There is some case to be made that we should throw error here,
which we could do by putting error tests where the attached patch
has comments suggesting an error test.  However I'm inclined to think
that doing that would expose an implementation dependency rather more
than we should.  It is usually not clear to novices that '1 day 1 hour'
is different from '25 hours', and it would be even less clear why the
latter would be acceptable input for an INTERVAL HOUR field when the
former isn't.  So I'm proposing the patch as-is rather than with the
extra error tests, but am open to being convinced otherwise.

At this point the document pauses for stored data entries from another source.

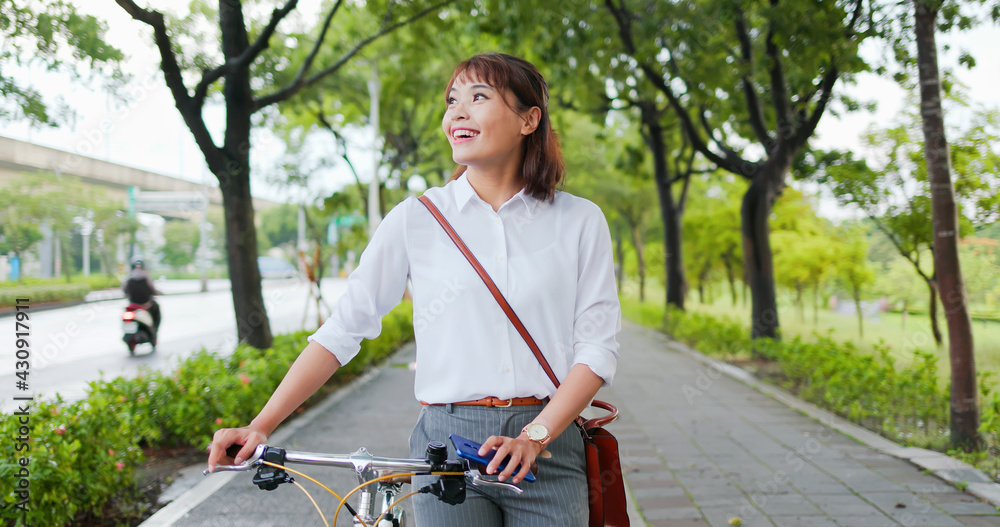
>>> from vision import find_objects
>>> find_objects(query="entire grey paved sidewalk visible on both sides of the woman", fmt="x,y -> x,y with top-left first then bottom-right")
147,323 -> 1000,527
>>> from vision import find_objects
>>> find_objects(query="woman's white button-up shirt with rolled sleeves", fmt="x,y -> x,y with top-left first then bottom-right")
309,175 -> 621,403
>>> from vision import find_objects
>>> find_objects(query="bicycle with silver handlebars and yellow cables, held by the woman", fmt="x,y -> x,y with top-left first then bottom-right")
203,436 -> 535,527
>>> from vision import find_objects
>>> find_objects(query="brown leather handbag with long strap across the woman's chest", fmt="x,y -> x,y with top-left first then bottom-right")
419,196 -> 629,527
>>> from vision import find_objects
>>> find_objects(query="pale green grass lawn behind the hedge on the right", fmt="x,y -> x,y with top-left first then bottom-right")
622,283 -> 1000,387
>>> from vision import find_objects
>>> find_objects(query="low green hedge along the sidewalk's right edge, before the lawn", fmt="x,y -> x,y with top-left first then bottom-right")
622,299 -> 1000,479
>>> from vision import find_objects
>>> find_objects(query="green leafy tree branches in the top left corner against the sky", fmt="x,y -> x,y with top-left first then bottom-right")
0,0 -> 125,126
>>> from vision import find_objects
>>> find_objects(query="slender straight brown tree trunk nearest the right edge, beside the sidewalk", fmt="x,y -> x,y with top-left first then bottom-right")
914,0 -> 981,448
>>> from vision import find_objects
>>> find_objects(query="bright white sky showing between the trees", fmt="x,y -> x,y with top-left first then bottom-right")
0,0 -> 1000,219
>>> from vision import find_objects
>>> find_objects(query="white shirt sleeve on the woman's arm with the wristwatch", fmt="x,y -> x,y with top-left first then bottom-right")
573,205 -> 621,386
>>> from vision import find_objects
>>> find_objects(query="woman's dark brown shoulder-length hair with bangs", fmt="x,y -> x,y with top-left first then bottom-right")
445,53 -> 566,201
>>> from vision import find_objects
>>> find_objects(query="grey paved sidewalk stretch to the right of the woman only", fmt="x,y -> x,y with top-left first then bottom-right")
609,324 -> 1000,527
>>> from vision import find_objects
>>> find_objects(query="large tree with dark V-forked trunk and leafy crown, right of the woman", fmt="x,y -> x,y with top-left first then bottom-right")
605,0 -> 872,338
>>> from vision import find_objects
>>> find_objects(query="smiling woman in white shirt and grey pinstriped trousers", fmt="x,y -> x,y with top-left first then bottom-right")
209,53 -> 620,527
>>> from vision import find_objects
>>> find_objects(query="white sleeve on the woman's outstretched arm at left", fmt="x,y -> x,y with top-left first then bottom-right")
308,200 -> 410,365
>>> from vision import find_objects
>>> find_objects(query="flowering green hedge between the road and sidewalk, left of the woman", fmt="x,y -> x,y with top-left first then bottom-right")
0,302 -> 413,525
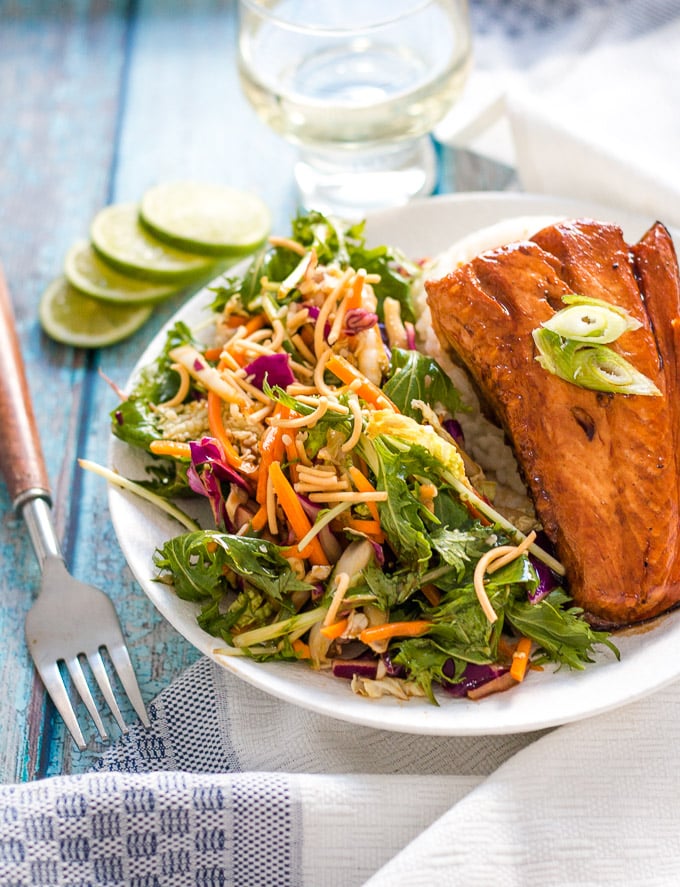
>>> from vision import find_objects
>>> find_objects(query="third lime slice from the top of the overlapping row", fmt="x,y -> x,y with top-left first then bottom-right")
64,240 -> 179,305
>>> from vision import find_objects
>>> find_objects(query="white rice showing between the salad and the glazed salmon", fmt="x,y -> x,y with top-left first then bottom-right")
416,216 -> 558,511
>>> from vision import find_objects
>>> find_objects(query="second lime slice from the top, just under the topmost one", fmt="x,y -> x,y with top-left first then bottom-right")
90,203 -> 215,284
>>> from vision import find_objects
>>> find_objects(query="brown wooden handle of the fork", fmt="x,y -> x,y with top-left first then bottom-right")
0,265 -> 50,509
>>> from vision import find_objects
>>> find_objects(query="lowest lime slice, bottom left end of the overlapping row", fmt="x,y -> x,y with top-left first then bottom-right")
38,277 -> 152,348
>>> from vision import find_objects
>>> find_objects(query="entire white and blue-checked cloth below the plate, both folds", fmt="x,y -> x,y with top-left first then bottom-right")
0,659 -> 680,887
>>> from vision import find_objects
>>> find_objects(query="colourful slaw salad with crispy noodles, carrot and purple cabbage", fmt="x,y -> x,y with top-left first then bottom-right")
102,212 -> 617,703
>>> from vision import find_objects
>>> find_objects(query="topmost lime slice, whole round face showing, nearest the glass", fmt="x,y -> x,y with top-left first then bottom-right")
140,181 -> 271,256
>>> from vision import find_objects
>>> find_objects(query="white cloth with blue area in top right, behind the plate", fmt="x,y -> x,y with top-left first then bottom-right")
437,0 -> 680,227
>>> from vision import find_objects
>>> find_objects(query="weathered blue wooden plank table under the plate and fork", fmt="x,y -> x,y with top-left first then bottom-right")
0,0 -> 510,782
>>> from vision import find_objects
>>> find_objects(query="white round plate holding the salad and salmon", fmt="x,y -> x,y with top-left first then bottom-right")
109,193 -> 680,736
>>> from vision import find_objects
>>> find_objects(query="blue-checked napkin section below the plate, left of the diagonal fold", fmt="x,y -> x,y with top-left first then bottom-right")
0,659 -> 535,887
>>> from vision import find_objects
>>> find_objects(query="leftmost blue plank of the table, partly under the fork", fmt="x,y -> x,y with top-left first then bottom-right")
0,2 -> 134,782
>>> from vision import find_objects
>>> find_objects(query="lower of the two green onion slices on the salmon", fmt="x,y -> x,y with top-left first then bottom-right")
532,327 -> 661,397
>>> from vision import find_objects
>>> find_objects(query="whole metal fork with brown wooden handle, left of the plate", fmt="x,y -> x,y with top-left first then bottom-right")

The reason I'm bringing this up now is that we've already changed the
behavior of interval literals quite a bit in 8.4.  I would rather try to
finish getting it right in this release than have the behavior change
twice in successive releases.

Comments?

regards, tom lane

Index: src/backend/utils/adt/timestamp.c
===
RCS file: /cvsroot/pgsql/src/backend/utils/adt/timestamp.c,v
retrieving revision 1.199
diff -c -r1.199 timestamp.c
*** src/backend/utils/adt/timestamp.c   26 May 2009 02:17:50 -  1.199
--- src/backend/utils/adt/timestamp.c   31 May 2009 22:13:35 -
***
*** 962,967 
--- 962,979 
int range = INTERVAL_RANGE(typmod);
int precision = INTERVAL_PRECISION(typmod);
  
+   /*
+* Our interpretation of intervals with a limited set of fields
+* is that fields to the right of the last one specified are 
zeroed
+* out, but those to the left of it remain valid.  Since we do 
not
+* have any equivalent of SQL's ,
+* we can't properly enforce any limit on the leading field.  
(Before
+* PG 8.4 we interpreted a limited set of fields as actually 
causing
+* a "modulo" operation on a given value, potentially losing 
high-order
+* as well as low-order information; but there is no support 
for such
+* behavior in the standard.)
+*/
+ 
if (range == INTERVAL_FULL_RANGE)
{
/* Do nothing... */
***
*** 974,1000 
}
else if (range == INTERVAL_MASK(MONTH))
{
-   interval->month %= MONTHS_PER_YEAR;
interval->day = 0;
interval->time = 0;
}
/* YEAR TO MONTH */
else if (range == (INTERVAL_MASK(YEAR) | INTERVAL_MASK(MONTH)))
{
-   /* month is already year to month */
interval->day = 0;
interval->time = 0;
}
else if (range == INTERVAL_MASK(DAY))
{
!   interval->month = 0;
interval->time = 0;
}
else if (range == INTERVAL_MASK(HOUR))
{
!   interval->month = 0;
!   interval->day = 0;
! 
  #ifdef HAVE_INT64_TIMESTAMP
interval->time = (interval->time / USECS_PER_HOUR) *
USECS_PER_HOUR;
--- 986,1008 
}
else if (range == INTERVAL_MASK(MONTH))
{
interval->day = 0;
interval->time = 0;
}
/* YEAR TO MONTH */
else if (range == (INTERVAL_MASK(YEAR) | INTERVAL_MASK(MONTH)))
{
interval->day = 0;
interval->time = 0;
}
else if (range == INTERVAL_MASK(DAY))
{
!   /* throw error if month is not 0?